"Fire and Forget" Is a Lie: Why Your Async Code Drops Work

Fire-and-forget async code feels efficient: trigger an email, log an event, call an API, return response, move on.

Then production loses work. Emails never send, logs go missing, payments are inconsistent, and events vanish without clear errors.

Fire-and-forget often means fire and hope.

The Problem: Async Scheduling Is Not Guaranteed Execution

Triggering async work does not guarantee it completes.
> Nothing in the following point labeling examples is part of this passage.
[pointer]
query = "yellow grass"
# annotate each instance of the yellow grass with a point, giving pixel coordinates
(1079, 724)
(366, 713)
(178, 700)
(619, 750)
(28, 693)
Between scheduling and execution, requests end, processes restart, runtimes shut down, and networks fail.

Where It Breaks in Real Systems

1. Request ends before task completes

handle_request()
send_email_async()
return response

Request lifecycle ends, cleanup runs, and detached task can be abandoned without retry.

2. Process crash mid-task

Task starts, applies partial side effects, then process crashes. No built-in recovery exists.

3. Silent failures

Unobserved async exceptions can be swallowed. No await means no structured error handling path.

4. Deploys drop in-flight work

Rolling restarts kill old instances. In-flight async work on those nodes disappears.

5. Overload starves task execution

Busy event loops and memory pressure delay or skip background callbacks under load.

The Core Mistake

Treating in-process async execution as durable work processing is the failure.

The Fix: Make Work Durable Before It Runs

1. Persist first

INSERT INTO email_jobs (user_id, status)
VALUES (123, 'pending');

Now work survives crashes and can be audited and retried.

2. Use queues for critical work

Payments, emails, and state mutations need queue-backed workers with retry and visibility.

3. Track execution state

Every task should move through explicit states:

pending -> processing -> completed | failed

Without state, you cannot detect dropped work or recover safely.

4. Make handlers idempotent

process_email_if_not_sent(job_id)

Retries and duplicates are normal. Idempotency prevents repeated side effects.

5. Handle shutdown gracefully

Workers should drain, checkpoint, or requeue in-flight tasks before termination.

6. Log failures explicitly

Capture retries, errors, and final fail status. Silent background failure is operational debt.

7. Restrict fire-and-forget to non-critical work

Metrics and optional analytics are acceptable. Payments and user-facing state changes are not.

Pattern That Works in Production

Persist -> Queue -> Process -> Track.

This gives durability, observability, and predictable recovery under failure.

What Not To Do

The Mental Shift

Stop thinking: It does not need to block, so async is enough.

Start thinking: Does this need to be guaranteed? If yes, make it durable.

Reliable systems ensure work is durable before execution, not after failure.